Messy: When automated anti-disaster systems make things worse, and what to do about it

Humans certainly aren’t immune to this(see every ‘bubble’ ever, lethal stampedes where a nice orderly queue could have gotten everyone out in plenty of time, etc.); but one thing that computers’ “Do exactly what they were told to do, very fast” style is not good with is when the orders given produce unpleasant and unexpected emergent behavior.

People can, and all too frequently do, keep merrily marching toward disaster in these cases; but they do sometimes recognize that This Should Not Be Happening and either freeze up or start improvising, which can head off whatever was going to cascade out of control.

Under the same circumstances, computers just cascade out of control.

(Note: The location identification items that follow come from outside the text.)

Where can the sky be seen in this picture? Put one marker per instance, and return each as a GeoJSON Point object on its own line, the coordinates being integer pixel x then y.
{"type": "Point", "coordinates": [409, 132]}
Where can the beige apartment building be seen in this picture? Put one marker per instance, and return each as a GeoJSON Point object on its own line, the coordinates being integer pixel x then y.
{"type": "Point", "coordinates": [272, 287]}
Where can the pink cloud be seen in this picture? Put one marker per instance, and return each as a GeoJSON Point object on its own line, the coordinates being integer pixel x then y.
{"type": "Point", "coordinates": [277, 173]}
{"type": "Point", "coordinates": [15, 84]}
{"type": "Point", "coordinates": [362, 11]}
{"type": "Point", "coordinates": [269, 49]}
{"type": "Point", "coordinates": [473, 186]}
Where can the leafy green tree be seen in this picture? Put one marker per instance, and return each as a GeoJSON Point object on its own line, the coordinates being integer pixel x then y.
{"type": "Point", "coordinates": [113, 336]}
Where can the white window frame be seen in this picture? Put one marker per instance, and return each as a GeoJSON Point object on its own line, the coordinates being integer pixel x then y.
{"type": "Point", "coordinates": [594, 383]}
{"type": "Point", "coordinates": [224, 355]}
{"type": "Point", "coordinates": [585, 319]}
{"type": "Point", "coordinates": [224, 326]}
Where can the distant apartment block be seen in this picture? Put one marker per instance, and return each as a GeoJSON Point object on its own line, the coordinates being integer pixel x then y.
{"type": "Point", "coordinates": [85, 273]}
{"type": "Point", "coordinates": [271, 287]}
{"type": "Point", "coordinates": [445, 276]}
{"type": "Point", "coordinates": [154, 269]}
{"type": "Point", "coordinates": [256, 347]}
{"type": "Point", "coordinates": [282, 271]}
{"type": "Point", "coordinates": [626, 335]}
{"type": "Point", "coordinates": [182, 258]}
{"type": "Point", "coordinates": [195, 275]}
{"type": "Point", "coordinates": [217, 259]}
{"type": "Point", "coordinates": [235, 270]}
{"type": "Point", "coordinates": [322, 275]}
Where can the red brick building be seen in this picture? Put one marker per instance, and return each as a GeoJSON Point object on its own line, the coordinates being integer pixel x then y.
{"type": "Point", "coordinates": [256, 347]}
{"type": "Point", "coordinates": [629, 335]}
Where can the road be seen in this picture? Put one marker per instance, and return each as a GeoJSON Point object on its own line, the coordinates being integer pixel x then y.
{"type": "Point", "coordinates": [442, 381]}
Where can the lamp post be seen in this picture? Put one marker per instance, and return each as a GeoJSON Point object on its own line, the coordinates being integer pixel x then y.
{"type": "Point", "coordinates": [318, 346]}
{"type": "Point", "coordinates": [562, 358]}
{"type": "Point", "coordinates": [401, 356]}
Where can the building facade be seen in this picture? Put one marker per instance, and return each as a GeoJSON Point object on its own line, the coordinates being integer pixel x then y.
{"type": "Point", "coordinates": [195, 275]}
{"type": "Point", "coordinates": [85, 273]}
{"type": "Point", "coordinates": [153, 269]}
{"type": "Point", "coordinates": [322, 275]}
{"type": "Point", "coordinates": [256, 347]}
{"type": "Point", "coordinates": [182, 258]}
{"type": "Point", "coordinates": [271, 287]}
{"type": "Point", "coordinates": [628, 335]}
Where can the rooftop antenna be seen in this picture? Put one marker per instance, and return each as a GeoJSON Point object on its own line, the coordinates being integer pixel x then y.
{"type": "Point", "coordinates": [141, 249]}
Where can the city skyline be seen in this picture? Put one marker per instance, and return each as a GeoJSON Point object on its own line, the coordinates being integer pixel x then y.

Sometimes this is merely humorous(reseller bots on Amazon getting into little bidding wars with one another), sometimes it goes genuinely badly; but myopically continuing to do the wrong thing is pretty much assured.

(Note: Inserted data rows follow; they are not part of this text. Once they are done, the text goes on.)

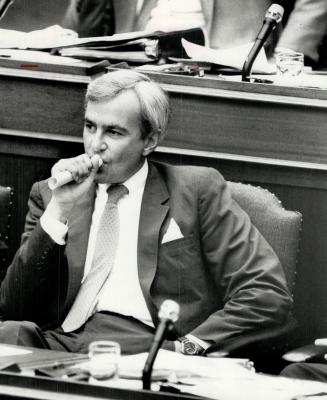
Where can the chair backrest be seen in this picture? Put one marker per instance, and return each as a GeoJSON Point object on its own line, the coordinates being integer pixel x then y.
{"type": "Point", "coordinates": [281, 228]}
{"type": "Point", "coordinates": [6, 201]}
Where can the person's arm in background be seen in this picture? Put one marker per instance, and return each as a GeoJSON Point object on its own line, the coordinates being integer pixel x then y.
{"type": "Point", "coordinates": [305, 28]}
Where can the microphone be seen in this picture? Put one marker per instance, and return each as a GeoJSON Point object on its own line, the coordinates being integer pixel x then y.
{"type": "Point", "coordinates": [273, 17]}
{"type": "Point", "coordinates": [62, 178]}
{"type": "Point", "coordinates": [4, 5]}
{"type": "Point", "coordinates": [168, 315]}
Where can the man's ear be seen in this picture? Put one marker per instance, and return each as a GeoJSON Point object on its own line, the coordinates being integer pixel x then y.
{"type": "Point", "coordinates": [151, 142]}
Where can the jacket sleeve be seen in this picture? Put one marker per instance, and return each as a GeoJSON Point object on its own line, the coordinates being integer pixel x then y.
{"type": "Point", "coordinates": [242, 264]}
{"type": "Point", "coordinates": [34, 287]}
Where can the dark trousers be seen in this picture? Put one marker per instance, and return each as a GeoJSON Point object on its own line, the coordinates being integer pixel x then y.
{"type": "Point", "coordinates": [315, 372]}
{"type": "Point", "coordinates": [132, 335]}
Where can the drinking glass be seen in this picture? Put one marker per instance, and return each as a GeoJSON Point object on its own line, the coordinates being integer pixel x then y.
{"type": "Point", "coordinates": [104, 359]}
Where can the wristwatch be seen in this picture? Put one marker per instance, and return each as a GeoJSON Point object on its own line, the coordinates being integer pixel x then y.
{"type": "Point", "coordinates": [190, 348]}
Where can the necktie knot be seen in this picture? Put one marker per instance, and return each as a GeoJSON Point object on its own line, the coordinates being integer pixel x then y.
{"type": "Point", "coordinates": [116, 192]}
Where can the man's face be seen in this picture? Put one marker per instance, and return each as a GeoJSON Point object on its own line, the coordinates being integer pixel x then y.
{"type": "Point", "coordinates": [112, 129]}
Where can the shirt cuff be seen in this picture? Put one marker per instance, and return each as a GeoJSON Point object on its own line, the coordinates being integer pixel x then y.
{"type": "Point", "coordinates": [54, 228]}
{"type": "Point", "coordinates": [200, 342]}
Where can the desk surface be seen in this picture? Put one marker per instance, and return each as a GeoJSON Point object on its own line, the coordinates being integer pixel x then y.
{"type": "Point", "coordinates": [24, 385]}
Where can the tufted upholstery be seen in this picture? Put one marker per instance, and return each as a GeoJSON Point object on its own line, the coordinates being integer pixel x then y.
{"type": "Point", "coordinates": [281, 228]}
{"type": "Point", "coordinates": [6, 194]}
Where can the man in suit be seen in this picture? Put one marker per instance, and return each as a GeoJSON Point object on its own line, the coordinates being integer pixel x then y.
{"type": "Point", "coordinates": [228, 23]}
{"type": "Point", "coordinates": [180, 236]}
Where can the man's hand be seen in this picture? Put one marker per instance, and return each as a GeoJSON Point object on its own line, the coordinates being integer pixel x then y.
{"type": "Point", "coordinates": [83, 170]}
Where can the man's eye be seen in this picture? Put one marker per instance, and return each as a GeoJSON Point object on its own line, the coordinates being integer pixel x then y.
{"type": "Point", "coordinates": [91, 128]}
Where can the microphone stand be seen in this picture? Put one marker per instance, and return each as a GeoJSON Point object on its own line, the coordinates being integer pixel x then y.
{"type": "Point", "coordinates": [247, 67]}
{"type": "Point", "coordinates": [4, 5]}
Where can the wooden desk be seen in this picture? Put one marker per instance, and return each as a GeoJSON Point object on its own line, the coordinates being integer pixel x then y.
{"type": "Point", "coordinates": [266, 135]}
{"type": "Point", "coordinates": [22, 385]}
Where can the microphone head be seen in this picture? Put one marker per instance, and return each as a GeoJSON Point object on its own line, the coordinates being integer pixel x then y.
{"type": "Point", "coordinates": [169, 309]}
{"type": "Point", "coordinates": [275, 12]}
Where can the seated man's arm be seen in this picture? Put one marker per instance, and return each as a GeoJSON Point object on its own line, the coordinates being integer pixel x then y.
{"type": "Point", "coordinates": [305, 28]}
{"type": "Point", "coordinates": [243, 266]}
{"type": "Point", "coordinates": [32, 283]}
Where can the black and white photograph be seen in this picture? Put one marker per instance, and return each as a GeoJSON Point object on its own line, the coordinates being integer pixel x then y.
{"type": "Point", "coordinates": [163, 199]}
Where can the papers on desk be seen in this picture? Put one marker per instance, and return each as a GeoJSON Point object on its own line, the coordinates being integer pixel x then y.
{"type": "Point", "coordinates": [195, 365]}
{"type": "Point", "coordinates": [218, 378]}
{"type": "Point", "coordinates": [50, 37]}
{"type": "Point", "coordinates": [12, 351]}
{"type": "Point", "coordinates": [233, 57]}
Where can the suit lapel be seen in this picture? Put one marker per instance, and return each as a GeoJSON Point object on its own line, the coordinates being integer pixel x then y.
{"type": "Point", "coordinates": [79, 224]}
{"type": "Point", "coordinates": [153, 212]}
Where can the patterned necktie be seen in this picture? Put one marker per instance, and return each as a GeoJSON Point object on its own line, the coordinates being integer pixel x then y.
{"type": "Point", "coordinates": [103, 261]}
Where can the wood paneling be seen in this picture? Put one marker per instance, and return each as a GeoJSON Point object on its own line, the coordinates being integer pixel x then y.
{"type": "Point", "coordinates": [252, 133]}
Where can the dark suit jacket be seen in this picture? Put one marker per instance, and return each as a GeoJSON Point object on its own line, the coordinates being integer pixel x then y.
{"type": "Point", "coordinates": [223, 273]}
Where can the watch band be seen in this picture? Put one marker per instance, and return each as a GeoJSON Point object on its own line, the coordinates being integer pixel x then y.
{"type": "Point", "coordinates": [189, 347]}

That said, the great thing about computer systems (of at least reasonable quality) is their very good resistance to ‘dumb mistakes’. Humans get tired, get distracted, try to multitask, and suddenly they’ve slipped a decimal place, omitted a step, or transposed a couple of characters. Computers are much better about avoiding that. They’ll never do the right thing on their own initiative; but they don’t produce a modest but steady stream of idiosyncratic mistakes.